Meatloaf sang it, well sort of. The Marlins live it.

Brand new building. STRIKE ONE.

Ozzie Guillen. STRIKE TWO.

Adam Greenberg. GRAND SLAM.

Big and Little Enos (the two idiots that run the hapless franchise) didn’t do very well this year. They really only got one thing right this year and it took them 161 games to achieve it.

Marlins Ballpark is a beautiful building on the outside. Go inside and it’s an interesting mix of modern and bizarre. Baseball shouldn’t be played indoor unless it rains. It’s really that simple. Open the roof boys and let the sun shine in!

Under the roof, things weren’t much better. They lost 90+ games. I’m still not sure what they were thinking putting that ant hill in center field.
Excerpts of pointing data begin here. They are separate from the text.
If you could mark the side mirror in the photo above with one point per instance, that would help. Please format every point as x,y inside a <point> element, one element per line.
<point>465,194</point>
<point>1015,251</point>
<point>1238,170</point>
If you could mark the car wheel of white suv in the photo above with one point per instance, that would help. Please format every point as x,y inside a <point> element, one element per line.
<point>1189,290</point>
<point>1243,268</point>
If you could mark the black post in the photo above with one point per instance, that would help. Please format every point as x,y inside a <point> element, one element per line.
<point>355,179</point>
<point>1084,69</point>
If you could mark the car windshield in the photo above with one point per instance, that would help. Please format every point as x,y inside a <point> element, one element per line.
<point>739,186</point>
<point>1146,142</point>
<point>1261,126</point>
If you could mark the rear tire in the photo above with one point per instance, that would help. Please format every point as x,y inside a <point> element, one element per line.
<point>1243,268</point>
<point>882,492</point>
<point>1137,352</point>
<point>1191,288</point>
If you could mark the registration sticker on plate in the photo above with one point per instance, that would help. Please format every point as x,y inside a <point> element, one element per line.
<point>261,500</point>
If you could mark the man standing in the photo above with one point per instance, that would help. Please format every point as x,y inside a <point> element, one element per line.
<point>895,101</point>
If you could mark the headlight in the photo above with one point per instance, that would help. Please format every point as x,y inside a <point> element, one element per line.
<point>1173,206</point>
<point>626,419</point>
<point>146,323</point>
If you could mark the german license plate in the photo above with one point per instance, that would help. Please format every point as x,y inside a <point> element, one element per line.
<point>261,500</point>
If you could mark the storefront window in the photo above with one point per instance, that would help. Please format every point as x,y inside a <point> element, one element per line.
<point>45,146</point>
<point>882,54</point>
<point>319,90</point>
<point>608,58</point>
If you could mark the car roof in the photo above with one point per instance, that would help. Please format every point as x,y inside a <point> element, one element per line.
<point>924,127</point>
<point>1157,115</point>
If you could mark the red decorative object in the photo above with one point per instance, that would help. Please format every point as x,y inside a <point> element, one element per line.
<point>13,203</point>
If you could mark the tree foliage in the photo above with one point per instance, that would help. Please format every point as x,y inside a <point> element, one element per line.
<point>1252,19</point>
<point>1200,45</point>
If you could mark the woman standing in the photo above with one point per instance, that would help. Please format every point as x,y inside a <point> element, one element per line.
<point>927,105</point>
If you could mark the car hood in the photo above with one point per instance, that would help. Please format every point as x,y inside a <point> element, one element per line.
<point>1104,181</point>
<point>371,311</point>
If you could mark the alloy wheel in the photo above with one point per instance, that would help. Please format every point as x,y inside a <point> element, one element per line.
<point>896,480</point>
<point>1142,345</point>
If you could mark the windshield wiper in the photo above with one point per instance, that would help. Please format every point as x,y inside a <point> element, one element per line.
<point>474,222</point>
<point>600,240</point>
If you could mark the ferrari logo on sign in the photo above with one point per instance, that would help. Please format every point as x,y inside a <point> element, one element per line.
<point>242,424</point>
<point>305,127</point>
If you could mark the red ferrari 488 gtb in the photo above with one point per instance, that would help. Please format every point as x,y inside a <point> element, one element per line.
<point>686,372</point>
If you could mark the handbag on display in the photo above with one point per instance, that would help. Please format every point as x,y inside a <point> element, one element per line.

They wanted to have a home run sculpture, but that thingie is just ridiculous. They took their mascot, Billy the Marlin and turn him into “Roberto the Rainbow Trout.”  Billy’s new uniform looks like it was stolen from the costume locker of the James Earl Jones’ baseball classic, The Bingo Long Traveling All-Stars & Motor Kings.

And then there is the debacle of Ozzie Guillen. He has always been a reporter’s dream. A quote machine. But given enough time, Ozzie has always proven to be a liability with his mouth. Only a few days into the season, he praised Fidel Castro. You just don’t do that in Miami. It would be like praising Adolf Hitler when you are running for president. Oh wait, Mitt Romney did that. 

But last night, the Florida (I will call them that until Big and Little Enos sell the team and profit at least $500M) Marlins did something right. They created a real life The Natural moment.  My apologies to Robert Redford, but Roy Hobbs is no Adam Greenberg.

Greenberg was ready to break into the bigs on July 7, 2005 with the Chicago Cubs. The rookie stepped into the box, dug in to face his first ever major league pitch and the Marlins’ Valerio de los Santos threw a 92 mile rocket into Greenberg’s head.

POW. In that split second between the mound and the plate, everything changed. Career over. Life altering. Vertigo. Headaches. Dreams dashed.

Last night the Marlins brass gave Greenberg something that was taken away from him seven years ago at that other ballpark in Miami, a chance to get into the record books. You see, to have an official at bat in MLB, you need to get a hit or strikeout. A walk or as Greenberg already experienced, getting hit by a pitch is not an official at bat. So last night in the sixth inning, the manager that doesn’t always get it right, did the right thing. Gullien sent the 31-year old to lead off for the Fish.

Greenberg faced the  the Mets’ possible NL Cy Young Award winner, R.A. Dickey and got mowed down with three knuckleballs. Greenberg took the first for a strike and swung and missed on the next two. As Greenberg walked back to the dugout, his smile was as wide as Miami skyline. He was probably the happiest strikeout victim in the history of baseball.

So the Marlins stuck out on their new ballpark. I know many people who love it, but come on folks, if you need to sell tickets on Groupon or LivingSocial in a brand new building… STRIKE ONE.

So the Marlins struck out with Ozzie Guillen. Who really thought it would be a bad idea to bring a Latin manager to a Latin community? I know many people loved his hiring, but come on folks, he has always had foot in mouth disease…STRIKE TWO.

So Adam Greenberg struck out in his only at bat. I know many people loved this story, but come on folks, how can you not! GRAND SLAM!